W drugim z zeszłotygodniowych finałów środkowi napastnicy odegrali znacznie większą rolę niż nasz rodak. Obaj trafili do siatki dwukrotnie, i na tym podobieństwa się kończą. Luuk de Jong po cichu stał się jednym z bohaterów fazy finałowej, wydatnie przyczyniając się do pokonania dwóch pozornych faworytów. Lukaku za to zrobił to co robi od początku kariery. To jeden z tych graczy, z którego oceną mam bardzo duży problem. Pomijam aspekt subiektywny. Jasne, przysłania mi oczy to że, jakby na to nie patrzeć, zawiódł w klubie któremu kibicuje. Problem tkwi w tym, że zawsze jego rekordowe zdobycze bramkowe niosą za sobą dewaluującą je gwiazdkę. Czego nie zrobiłby Belg całkiem łatwo przykryć te osiągnięcia minusami. I nie pomaga nawet idealne dopasowanie. Reprezentacja jest wprost stworzona do takiego typu zawodnika na środku ataku, a nie jestem w pełni przekonany, że nie bardziej wartościowe są eksperymenty z fałszywymi dziesiątkami czy nawet Mertensem. I ze wszystkich peanów na jego cześć po sezonie, jakiego w barwach nero azzurrich nie miał żaden debiutant od czasu Ronaldo, żaden nie będzie bardziej wymowny od samobója w finale europejskiego pucharu poprzedzonego zmarnowaną setką kilka minut wcześniej. Nie zrozumcie mnie źle. Ja naprawdę lubię Roma. Prawdopodobnie brałem go w obronę więcej razy niż na to zasłużył. Fakty są nieubłagane.
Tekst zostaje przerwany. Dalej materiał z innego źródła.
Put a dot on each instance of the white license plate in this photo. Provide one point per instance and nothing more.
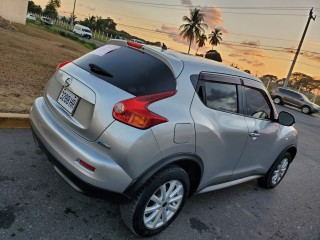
(68, 100)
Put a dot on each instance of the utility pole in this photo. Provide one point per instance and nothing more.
(299, 47)
(72, 17)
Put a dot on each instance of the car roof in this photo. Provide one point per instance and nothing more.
(175, 57)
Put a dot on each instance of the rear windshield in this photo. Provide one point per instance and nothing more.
(130, 70)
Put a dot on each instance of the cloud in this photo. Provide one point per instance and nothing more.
(213, 16)
(186, 2)
(173, 33)
(251, 43)
(235, 55)
(312, 56)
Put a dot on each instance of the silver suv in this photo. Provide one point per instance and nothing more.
(295, 99)
(158, 126)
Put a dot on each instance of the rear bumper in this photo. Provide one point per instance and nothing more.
(65, 149)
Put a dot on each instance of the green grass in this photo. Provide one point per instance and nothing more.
(62, 33)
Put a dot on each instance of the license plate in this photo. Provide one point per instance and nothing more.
(68, 100)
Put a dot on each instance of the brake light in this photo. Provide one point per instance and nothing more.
(135, 112)
(60, 65)
(134, 44)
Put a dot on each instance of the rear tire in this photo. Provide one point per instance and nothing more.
(277, 171)
(157, 203)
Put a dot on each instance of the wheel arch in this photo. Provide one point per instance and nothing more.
(191, 163)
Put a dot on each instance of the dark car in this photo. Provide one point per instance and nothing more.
(46, 21)
(295, 99)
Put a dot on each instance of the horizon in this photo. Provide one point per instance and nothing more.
(261, 37)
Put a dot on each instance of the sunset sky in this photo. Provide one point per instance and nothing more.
(258, 35)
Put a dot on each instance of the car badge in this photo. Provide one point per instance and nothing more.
(68, 81)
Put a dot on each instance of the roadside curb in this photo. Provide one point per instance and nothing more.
(14, 120)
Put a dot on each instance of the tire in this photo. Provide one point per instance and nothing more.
(171, 179)
(306, 110)
(277, 172)
(277, 100)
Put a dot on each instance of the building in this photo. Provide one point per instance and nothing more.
(14, 10)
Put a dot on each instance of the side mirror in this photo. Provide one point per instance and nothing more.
(286, 119)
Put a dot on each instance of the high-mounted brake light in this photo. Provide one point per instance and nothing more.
(135, 112)
(134, 44)
(60, 65)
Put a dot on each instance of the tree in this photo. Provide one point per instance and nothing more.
(201, 41)
(50, 11)
(55, 3)
(304, 82)
(194, 26)
(215, 37)
(213, 55)
(234, 65)
(32, 8)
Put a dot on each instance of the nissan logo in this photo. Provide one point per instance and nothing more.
(68, 81)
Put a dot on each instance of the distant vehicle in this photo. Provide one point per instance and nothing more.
(295, 99)
(83, 31)
(46, 21)
(31, 17)
(137, 41)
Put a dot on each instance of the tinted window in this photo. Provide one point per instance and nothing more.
(256, 104)
(133, 71)
(221, 96)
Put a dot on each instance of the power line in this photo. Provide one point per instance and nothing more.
(263, 47)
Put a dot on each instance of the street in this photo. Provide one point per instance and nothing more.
(36, 203)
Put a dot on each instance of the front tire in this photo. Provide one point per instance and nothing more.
(157, 203)
(277, 171)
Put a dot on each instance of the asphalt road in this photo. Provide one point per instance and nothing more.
(35, 203)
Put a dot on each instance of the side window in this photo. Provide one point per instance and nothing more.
(221, 96)
(257, 105)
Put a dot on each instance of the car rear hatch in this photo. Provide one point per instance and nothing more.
(82, 93)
Z takimi liczbami zdecydowanie bardziej chciałby się porównywać od Lewandowskiego, ale po prawie dekadzie na wysokim poziomie ciężko uwierzyć, że zrobi ten decydujący krok. A w międzyczasie nie jest nawet najlepszą dziewiątką w swoim klubie, ponownie.

Na kimś etapie playoffów napiszę coś bardziej kompleksowego o NBA, ale na razie oh boy, jak te pandemiczne warunki zabiły emocje. I być może to kwestia specyfiki atmosfery tworzonej w zamkniętym pomieszczeniu (tu akurat zawsze byłem fanem otwartych stadionów, więc nie wychodzę z pozycji akustykofila), a być może po prostu bąbel to nie jest dobry koncept do rywalizacji. Czy ekrany wokół boiska to optymalna sceneria zostawiam do indywidualnej oceny, ale nie da się już bardziej zabić pozorów zdrowego, sportowego konfliktu między zawodnikami. I trzeba przyznać, że praktycznie od dekady (dwóch, klasy ’03 jako początek tego trendu?) największe gwiazdy ligi mają relacje towarzyskie i biznesowe, przez co ciężko na nich patrzeć patrzeć przez pryzmat intensywności konfliktów z Last Dance. Konflikty się jednak sprzedają. Sprzedałaby się seria Celtics – Sixers, nawet przy takiej bryndzy sportowej Philly. Zdecydowany turnoff to nagrywanie kolegi, który rzucił Ci 57 punktów parę godzin wcześniej a teraz czeka na jedzenie. Nie wiem jak wygląda zarządzanie takimi sytuacjami z perspektywy psychologicznej, ale wydaje mi się, że urasta to jednej z głównych rzeczy, którą trzeba doprowadzić do perfekcji żeby zdobyć mistrzostwo. Kiedy historią są mniej boiskowe a bardziej medialne struggles śmiertelnie nudnego Paula George’a wydaje się, że sportu tu za wiele nie będzie. A jak już się trafi, to nawet materiał na moment dekady w postaci rzutu Doncicia przykrywa przysypiający chłopak wyświetlony na ledowej ścianie.